Ainsi, 11 mouchetures d’hermine figurent sur le drapeau breton. Mais la signification de ce nombre n’est pas encore précisée. Les théories sur le sujet sont nombreuses. Parfois, le chiffre 11 est relié aux saints de la Bretagne. En majorité catholique, les Bretons associent également les hermines du drapeau breton au clergé. Une histoire qui se confirme avec l’accession au pouvoir de Pierre de Dreux, ancien prêtre qui fut de l’hermine l’emblème de la Bretagne en 1212. Ainsi, le drapeau breton n’est pas le premier qui utilise l’hermine comme symbolique. D’ailleurs, il existe d’autres drapeaux qui ont marqué l’histoire de la région. Parmi les plus célèbres figurent la bannière d’hermine, la croix noire ou encore le pavillon à croix noire herminée. Quoi qu’il en soit, le Gwenn ha Du est la version la plus moderne qui est désormais reconnue comme emblème de la Bretagne.

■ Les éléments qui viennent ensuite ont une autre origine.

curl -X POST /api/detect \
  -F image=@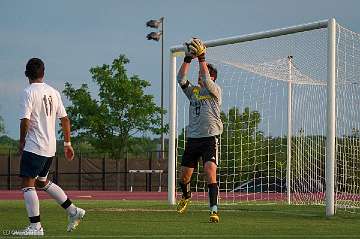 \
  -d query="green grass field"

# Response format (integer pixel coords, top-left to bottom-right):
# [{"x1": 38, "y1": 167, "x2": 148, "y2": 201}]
[{"x1": 0, "y1": 200, "x2": 360, "y2": 238}]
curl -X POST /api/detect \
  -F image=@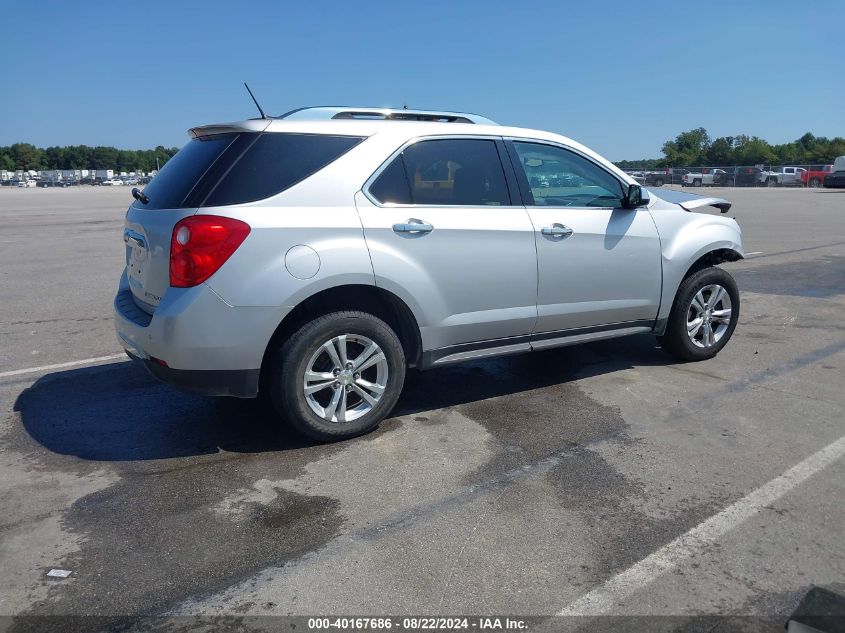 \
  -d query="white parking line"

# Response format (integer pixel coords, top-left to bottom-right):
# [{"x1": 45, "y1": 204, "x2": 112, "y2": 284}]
[
  {"x1": 558, "y1": 436, "x2": 845, "y2": 616},
  {"x1": 0, "y1": 354, "x2": 126, "y2": 378}
]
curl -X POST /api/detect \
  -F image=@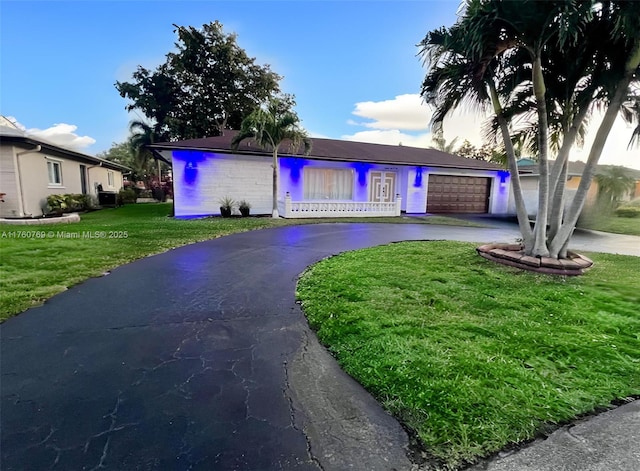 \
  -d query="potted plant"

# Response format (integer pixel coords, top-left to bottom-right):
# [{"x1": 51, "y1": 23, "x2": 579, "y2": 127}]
[
  {"x1": 238, "y1": 200, "x2": 251, "y2": 217},
  {"x1": 220, "y1": 196, "x2": 236, "y2": 218}
]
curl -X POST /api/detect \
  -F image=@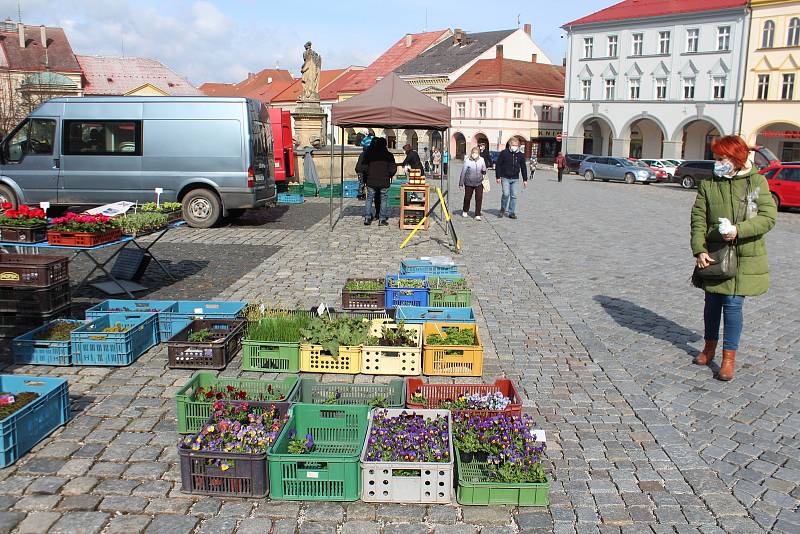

Comme le lys associé aux rois de France, les hermines du Gwenn ha Du renvoient à l’image des ducs de la Bretagne. Dans le pays bigouden, au sud-ouest du Finistère, le drapeau arbore également les hermines et les bandes horizontales. La seule différence se situe au niveau du choix des couleurs rouge et jaune. Quoi qu’il en soit, le symbolique de l’hermine comme emblème de la région est bien respecté. Pour ce qui est des bannières, le drapeau hermine plain est toujours utilisé dans les manifestations culturelles et historiques.